Years before she retired, Bratt took up watercolor painting, and it’s helped salve the loss of her son. Holly has helped, too, by fashioning a flower, herb and vegetable garden in Bratt’s backyard, an 85th birthday present. Planted with lavender, tomatoes, rosemary, jasmine, sage and dahlias, it’s her sanctuary.
“It’s been my secret Shangri-La,” said Bratt, who uses it to heal and to soothe. It is where she writes children’s stories and poetry, as well as paints.
“It’s my cocoon, and I sit there every day and sip my coffee.”
There she thinks about her husband, Tom, and how he collected her at Connie’s grocery after she finished her St. Luke’s shift and they’d drive up the Diamond Street hill together. She thinks about Holly studying at Higher Grounds in preparation for her nursing degree, and how Laurent Legendre from Le P’tit Laurent told her after her heart attack he’d do anything to help her.
She thinks of Tim, who practiced law and who performed in Bay Area amateur theater productions such as “The Secret Garden.” She thinks about Pusan, and how her navy orders included time in Yokohama en route there to be fitted for a winter coat.
And she thinks about the VA hospital in Atlantic City all those years ago.

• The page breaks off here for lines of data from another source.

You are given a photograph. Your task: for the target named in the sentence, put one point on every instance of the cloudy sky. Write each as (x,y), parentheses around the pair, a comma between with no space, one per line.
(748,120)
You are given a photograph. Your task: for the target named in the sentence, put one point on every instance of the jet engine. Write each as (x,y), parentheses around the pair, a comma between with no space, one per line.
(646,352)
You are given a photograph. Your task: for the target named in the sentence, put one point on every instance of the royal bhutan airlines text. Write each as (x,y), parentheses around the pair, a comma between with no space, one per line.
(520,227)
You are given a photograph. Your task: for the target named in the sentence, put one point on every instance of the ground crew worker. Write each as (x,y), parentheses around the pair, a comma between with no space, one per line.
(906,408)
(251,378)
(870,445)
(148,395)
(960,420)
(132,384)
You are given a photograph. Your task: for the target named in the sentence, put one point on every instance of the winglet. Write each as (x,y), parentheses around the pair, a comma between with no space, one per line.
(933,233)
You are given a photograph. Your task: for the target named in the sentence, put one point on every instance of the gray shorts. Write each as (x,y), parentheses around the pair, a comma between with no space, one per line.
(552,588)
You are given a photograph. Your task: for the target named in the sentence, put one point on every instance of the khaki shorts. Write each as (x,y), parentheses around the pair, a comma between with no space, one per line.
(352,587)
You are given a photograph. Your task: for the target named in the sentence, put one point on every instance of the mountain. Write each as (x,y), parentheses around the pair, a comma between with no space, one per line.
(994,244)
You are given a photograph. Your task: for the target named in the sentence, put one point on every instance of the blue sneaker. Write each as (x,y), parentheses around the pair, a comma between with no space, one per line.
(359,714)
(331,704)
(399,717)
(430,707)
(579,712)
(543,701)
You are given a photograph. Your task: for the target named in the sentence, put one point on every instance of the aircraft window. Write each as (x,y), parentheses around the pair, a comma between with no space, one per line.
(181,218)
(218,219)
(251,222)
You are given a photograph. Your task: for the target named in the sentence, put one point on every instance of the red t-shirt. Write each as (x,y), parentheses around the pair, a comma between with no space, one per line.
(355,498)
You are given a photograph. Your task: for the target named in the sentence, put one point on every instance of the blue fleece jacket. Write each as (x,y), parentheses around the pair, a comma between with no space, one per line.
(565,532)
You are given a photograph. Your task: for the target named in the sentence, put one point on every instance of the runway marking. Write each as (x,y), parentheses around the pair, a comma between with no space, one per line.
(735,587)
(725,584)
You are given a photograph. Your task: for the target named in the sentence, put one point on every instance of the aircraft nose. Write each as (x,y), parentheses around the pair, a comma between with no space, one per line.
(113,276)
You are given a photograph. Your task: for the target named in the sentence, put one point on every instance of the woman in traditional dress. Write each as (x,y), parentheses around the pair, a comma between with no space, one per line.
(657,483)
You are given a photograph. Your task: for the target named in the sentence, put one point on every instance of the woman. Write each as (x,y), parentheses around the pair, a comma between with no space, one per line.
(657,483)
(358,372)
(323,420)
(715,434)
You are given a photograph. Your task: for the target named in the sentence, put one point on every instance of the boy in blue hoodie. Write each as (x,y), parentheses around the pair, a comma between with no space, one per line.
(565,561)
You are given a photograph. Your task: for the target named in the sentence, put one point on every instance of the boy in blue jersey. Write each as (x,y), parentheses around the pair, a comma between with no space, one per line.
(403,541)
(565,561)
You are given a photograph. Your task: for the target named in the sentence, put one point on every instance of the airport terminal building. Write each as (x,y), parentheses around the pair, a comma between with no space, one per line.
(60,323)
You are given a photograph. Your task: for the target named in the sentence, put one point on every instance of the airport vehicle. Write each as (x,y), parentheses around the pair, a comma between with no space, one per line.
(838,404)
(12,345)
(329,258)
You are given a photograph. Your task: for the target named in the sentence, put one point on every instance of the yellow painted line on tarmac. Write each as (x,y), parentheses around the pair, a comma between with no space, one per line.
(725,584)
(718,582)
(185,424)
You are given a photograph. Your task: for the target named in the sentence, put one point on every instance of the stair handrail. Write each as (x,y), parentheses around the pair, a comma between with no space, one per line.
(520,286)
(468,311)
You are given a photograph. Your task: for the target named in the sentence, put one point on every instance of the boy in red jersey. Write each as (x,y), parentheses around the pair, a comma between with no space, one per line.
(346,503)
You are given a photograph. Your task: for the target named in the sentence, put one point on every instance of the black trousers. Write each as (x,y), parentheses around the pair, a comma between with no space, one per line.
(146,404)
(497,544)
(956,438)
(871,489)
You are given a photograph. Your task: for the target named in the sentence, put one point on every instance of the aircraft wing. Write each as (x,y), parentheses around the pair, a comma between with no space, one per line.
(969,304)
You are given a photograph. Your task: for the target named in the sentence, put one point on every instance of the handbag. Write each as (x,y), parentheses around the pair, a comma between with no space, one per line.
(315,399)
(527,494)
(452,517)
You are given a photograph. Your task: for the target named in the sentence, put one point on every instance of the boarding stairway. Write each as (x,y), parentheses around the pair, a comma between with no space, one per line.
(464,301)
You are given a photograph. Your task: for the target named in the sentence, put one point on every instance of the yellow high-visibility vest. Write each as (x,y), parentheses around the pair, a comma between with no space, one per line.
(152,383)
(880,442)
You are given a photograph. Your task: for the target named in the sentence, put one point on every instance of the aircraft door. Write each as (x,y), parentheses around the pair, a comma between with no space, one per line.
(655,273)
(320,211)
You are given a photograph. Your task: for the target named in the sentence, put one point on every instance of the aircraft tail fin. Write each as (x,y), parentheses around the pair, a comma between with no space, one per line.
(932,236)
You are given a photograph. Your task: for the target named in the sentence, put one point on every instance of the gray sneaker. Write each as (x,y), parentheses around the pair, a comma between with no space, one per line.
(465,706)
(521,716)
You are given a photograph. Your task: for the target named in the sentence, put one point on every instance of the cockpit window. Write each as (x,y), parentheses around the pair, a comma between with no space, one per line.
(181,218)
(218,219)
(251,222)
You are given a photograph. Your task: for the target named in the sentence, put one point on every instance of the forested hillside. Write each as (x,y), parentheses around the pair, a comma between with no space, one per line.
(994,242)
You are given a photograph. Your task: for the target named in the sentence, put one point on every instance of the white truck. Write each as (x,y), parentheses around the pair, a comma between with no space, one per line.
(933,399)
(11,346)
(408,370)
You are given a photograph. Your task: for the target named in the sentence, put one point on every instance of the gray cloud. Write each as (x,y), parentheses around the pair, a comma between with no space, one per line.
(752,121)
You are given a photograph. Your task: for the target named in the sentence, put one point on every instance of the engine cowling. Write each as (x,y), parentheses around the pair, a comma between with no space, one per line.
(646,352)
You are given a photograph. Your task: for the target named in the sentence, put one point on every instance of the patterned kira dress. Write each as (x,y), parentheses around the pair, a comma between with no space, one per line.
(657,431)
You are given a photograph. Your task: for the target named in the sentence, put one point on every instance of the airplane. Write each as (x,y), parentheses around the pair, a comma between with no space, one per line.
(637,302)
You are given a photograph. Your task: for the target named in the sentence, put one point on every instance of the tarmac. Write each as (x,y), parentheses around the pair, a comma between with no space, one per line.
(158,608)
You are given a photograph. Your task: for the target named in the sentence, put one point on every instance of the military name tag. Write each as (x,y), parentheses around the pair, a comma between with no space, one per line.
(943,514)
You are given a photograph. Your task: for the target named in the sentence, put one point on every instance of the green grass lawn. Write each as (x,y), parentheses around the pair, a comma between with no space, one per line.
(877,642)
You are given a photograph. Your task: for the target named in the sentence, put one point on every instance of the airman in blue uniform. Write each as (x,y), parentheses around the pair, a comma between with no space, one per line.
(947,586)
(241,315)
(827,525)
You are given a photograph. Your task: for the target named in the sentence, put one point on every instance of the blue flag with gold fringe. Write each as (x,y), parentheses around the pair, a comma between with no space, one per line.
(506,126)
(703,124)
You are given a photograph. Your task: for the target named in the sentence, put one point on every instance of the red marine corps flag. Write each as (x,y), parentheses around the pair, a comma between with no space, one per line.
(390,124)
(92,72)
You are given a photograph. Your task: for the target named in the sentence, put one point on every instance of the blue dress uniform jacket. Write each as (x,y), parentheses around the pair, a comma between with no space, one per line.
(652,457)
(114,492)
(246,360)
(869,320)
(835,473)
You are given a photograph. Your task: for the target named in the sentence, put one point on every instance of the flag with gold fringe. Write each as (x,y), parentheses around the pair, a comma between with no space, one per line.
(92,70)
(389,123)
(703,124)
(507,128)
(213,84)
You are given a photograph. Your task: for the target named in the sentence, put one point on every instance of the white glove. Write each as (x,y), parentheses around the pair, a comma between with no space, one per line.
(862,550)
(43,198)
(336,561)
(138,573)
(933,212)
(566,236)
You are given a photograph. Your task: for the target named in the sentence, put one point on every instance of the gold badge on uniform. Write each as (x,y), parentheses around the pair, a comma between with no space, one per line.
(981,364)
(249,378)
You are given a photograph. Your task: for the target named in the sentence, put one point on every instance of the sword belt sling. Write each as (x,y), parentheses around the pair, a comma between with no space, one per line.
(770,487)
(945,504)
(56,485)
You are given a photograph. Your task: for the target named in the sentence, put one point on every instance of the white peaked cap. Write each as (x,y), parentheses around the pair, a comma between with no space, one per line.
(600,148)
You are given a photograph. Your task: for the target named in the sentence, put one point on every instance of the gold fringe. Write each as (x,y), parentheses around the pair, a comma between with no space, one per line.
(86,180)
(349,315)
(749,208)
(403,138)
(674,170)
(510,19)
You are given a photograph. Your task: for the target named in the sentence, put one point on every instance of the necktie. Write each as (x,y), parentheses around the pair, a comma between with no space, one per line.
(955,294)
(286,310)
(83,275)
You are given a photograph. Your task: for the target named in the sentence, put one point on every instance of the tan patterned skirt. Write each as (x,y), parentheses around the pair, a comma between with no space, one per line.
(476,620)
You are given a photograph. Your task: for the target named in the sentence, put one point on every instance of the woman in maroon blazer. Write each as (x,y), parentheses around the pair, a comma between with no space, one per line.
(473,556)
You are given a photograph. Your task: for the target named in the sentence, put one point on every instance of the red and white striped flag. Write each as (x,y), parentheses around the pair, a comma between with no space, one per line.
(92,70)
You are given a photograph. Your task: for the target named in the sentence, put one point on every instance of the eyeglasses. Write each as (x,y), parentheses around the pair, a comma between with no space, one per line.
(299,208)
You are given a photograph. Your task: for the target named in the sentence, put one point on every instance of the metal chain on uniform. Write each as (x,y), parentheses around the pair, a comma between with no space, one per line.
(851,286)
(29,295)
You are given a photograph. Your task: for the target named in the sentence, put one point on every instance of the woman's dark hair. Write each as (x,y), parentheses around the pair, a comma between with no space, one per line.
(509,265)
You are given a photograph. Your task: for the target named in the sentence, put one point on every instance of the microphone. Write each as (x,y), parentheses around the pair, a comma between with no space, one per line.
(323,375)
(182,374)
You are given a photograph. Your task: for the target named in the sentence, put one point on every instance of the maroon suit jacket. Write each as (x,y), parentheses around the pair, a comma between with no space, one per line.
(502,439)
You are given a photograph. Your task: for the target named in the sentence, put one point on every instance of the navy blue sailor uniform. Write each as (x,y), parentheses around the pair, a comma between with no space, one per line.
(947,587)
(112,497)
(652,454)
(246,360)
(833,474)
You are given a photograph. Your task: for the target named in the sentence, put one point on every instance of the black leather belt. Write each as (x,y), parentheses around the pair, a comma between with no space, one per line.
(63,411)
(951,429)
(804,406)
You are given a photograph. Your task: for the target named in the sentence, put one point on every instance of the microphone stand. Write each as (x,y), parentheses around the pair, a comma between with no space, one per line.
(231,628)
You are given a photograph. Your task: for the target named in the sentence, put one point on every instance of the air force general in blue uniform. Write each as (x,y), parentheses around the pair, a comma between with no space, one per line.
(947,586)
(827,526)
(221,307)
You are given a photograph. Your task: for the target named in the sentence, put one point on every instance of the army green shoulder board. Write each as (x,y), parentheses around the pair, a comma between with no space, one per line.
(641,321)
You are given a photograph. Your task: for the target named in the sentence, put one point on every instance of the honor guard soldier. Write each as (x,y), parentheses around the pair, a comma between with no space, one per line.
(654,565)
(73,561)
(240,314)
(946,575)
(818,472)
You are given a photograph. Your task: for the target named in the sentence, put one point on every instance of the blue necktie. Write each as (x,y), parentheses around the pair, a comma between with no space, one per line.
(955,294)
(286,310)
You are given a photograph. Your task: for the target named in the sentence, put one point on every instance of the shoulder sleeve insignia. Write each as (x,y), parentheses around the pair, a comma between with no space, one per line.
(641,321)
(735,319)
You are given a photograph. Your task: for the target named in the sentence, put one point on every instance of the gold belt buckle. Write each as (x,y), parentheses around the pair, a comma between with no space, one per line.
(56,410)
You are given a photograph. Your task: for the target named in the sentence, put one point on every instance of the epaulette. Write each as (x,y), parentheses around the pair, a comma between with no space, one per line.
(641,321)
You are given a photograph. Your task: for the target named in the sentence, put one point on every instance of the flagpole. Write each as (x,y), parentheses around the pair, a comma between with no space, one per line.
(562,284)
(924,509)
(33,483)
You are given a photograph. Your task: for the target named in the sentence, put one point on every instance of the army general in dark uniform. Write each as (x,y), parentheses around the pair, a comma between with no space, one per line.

“I think about a wounded soldier, a young 21-year-old boy. He’d lost a leg and he was inconsolable.”
“Walter Reed would send rehabilitated vets to our Jersey facility. These men came and attempted to cheer up our patients. One visiting soldier was a bilateral amputee—he had lost both of his legs—and he told my patient he’d be able to dance again.”
“The boy simply turned his face away, saying he never would.”
“Nonsense,” she said the young officer told him. “Let me show you.” He walked to the 23-year-old nurse from Flatbush and swept her into his arms.
“We took a turn around the ward floor,” said Emily Bratt with a smile.